L'album éponyme du groupe le plus "hardcore" de toute la galaxie prog' est sans doute l'un des meilleurs. Et si une grande partie de l'oeuvre de ELP a incontestablement mal vieilli, ce premier opus a bien mieux survécu à l'usure du temps.
Les trois composantes de ce trio brittanique sont déjà des pointures du genre quand ils se regroupent. Keith Emerson avait ouvert la voie de l'exploration du monde "classique" avec son groupe The Nice, Greg Lake fut le bassiste-chanteur de la formation historique de King Crimson, le groupe qui inventa le prog'. Quand à Carl Palmer, il joua nottamment dans Crazy World of Arthur Brown. Selon la légende, Emerson et Lake se sont rencontrés après un concert réunissant leurs deux groupes. Leur vision des choses convergait à tel point qu'ils décidèrent de former leur propre groupe, et débauchèrent le tout jeune Palmer.

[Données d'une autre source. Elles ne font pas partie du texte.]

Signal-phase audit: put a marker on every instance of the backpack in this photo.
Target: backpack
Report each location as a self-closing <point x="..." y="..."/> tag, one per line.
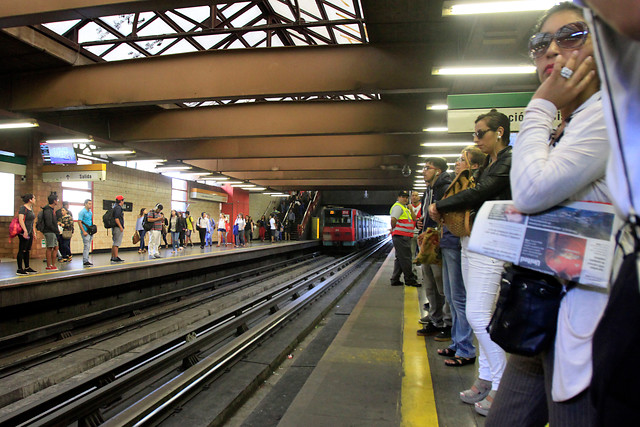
<point x="146" y="225"/>
<point x="108" y="219"/>
<point x="40" y="221"/>
<point x="459" y="222"/>
<point x="14" y="228"/>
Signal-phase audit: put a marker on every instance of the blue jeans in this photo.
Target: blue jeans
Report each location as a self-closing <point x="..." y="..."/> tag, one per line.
<point x="86" y="242"/>
<point x="175" y="238"/>
<point x="142" y="233"/>
<point x="456" y="295"/>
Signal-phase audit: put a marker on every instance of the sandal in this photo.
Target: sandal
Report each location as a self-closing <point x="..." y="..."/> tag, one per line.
<point x="446" y="352"/>
<point x="478" y="391"/>
<point x="460" y="361"/>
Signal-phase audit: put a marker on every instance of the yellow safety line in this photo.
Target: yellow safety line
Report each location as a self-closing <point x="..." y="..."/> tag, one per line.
<point x="418" y="399"/>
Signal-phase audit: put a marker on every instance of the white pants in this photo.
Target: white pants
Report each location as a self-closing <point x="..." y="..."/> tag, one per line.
<point x="154" y="242"/>
<point x="481" y="275"/>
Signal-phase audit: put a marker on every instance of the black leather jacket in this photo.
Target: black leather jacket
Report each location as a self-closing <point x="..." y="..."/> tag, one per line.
<point x="492" y="184"/>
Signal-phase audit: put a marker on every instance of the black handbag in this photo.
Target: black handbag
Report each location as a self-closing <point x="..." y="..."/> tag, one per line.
<point x="526" y="315"/>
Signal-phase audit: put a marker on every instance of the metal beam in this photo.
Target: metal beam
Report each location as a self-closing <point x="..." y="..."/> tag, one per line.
<point x="30" y="12"/>
<point x="268" y="119"/>
<point x="230" y="74"/>
<point x="314" y="145"/>
<point x="232" y="166"/>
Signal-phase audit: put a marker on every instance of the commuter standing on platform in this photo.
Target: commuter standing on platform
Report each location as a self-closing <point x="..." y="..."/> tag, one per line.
<point x="438" y="320"/>
<point x="156" y="218"/>
<point x="51" y="231"/>
<point x="118" y="231"/>
<point x="202" y="225"/>
<point x="86" y="220"/>
<point x="189" y="230"/>
<point x="402" y="225"/>
<point x="140" y="229"/>
<point x="222" y="230"/>
<point x="26" y="217"/>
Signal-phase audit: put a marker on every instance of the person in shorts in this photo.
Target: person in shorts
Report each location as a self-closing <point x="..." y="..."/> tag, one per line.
<point x="51" y="231"/>
<point x="118" y="231"/>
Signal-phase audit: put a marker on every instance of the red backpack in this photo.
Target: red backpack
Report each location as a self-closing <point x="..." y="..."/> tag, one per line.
<point x="14" y="228"/>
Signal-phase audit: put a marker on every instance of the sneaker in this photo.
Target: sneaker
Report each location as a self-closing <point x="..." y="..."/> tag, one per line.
<point x="425" y="320"/>
<point x="429" y="329"/>
<point x="443" y="335"/>
<point x="484" y="405"/>
<point x="478" y="391"/>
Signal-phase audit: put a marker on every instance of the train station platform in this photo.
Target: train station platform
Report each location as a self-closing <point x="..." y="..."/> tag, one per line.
<point x="73" y="277"/>
<point x="378" y="372"/>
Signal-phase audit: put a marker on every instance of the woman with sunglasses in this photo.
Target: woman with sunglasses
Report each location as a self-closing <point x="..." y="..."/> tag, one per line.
<point x="548" y="168"/>
<point x="481" y="274"/>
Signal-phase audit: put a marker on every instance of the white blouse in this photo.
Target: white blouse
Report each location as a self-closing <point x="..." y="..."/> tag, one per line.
<point x="543" y="176"/>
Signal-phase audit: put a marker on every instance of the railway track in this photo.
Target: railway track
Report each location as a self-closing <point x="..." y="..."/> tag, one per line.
<point x="186" y="361"/>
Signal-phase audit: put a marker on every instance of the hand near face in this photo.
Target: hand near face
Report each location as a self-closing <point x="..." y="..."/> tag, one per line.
<point x="562" y="91"/>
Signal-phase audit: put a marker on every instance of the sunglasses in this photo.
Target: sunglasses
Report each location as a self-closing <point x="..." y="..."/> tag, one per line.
<point x="570" y="36"/>
<point x="481" y="133"/>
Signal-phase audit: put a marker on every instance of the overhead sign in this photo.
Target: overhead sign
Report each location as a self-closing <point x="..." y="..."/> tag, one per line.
<point x="62" y="173"/>
<point x="209" y="195"/>
<point x="465" y="109"/>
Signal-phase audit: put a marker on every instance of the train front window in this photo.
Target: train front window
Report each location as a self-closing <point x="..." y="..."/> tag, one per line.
<point x="337" y="217"/>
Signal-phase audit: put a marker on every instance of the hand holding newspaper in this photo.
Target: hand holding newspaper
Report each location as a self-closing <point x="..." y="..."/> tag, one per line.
<point x="573" y="241"/>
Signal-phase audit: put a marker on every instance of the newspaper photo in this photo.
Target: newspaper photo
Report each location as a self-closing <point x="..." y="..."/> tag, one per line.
<point x="573" y="241"/>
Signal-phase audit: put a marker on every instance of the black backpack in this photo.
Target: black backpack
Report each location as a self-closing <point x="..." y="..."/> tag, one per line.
<point x="40" y="222"/>
<point x="146" y="225"/>
<point x="108" y="219"/>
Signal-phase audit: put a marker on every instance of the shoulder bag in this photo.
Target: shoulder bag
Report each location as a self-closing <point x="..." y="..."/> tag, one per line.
<point x="526" y="315"/>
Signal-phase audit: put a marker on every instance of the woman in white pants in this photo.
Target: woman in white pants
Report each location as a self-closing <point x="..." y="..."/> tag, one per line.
<point x="481" y="274"/>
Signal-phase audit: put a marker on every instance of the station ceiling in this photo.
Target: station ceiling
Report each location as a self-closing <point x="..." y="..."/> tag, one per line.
<point x="286" y="94"/>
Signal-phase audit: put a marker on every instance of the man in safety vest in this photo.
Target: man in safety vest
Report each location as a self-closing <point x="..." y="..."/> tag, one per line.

Tout dans ce disque prédit le glorieux avenir d'ELP, et concentre leurs meilleures recettes. La reprise de thèmes classiques, chers à Emerson, donneront l'ultra-rapide "Barbarian" (tiré de l'Allegro Barbario de Bartok), et le psychédélique "Knife-Edge" (qui contient un morceau de la Sinfoniette de Janacek). ELP sait aussi conférer des accents folks (le paisible "Lucky men"), et le duo Emerson-Palmer rivalise de sa fameuse virtuosité dans "Tank". Seul le tryptique d'Emerson ("The three fates"), joué au piano et à l'orgue d'église, paraît aujourd'hui un peu désuet. Le sujet (Clotho, Lachesis, et Atropos, les trois déesses grecques du destin, qui filaient et coupaient le fil de la vie), était pourtant bien choisi.
C'est Greg Lake, également auteur de toutes les paroles et producteur, qui tire le mieux son épingle du jeu en écrivant "Take a pebble". Ouvert par un piano romantique, ce morceau de douze minutes vire au folk, puis passe au solo jazz. En laissant libre court à l'improvisation des trois amis, "Take a pebble" a montré toutes les qualités du groupe et reste le meilleur morceau de leur carrière.
On a régulièrement jasé sur l'aspect pompeux de certains morceaux d'ELP (suivez mon regard...toujours les mêmes dictateurs de la presse rock). C'est oublier que ce groupe a exploré jusqu'à ses plus intimes profondeurs l'esprit prog', parfois à ses dépens, mais aussi parfois pour notre plus grand bonheur.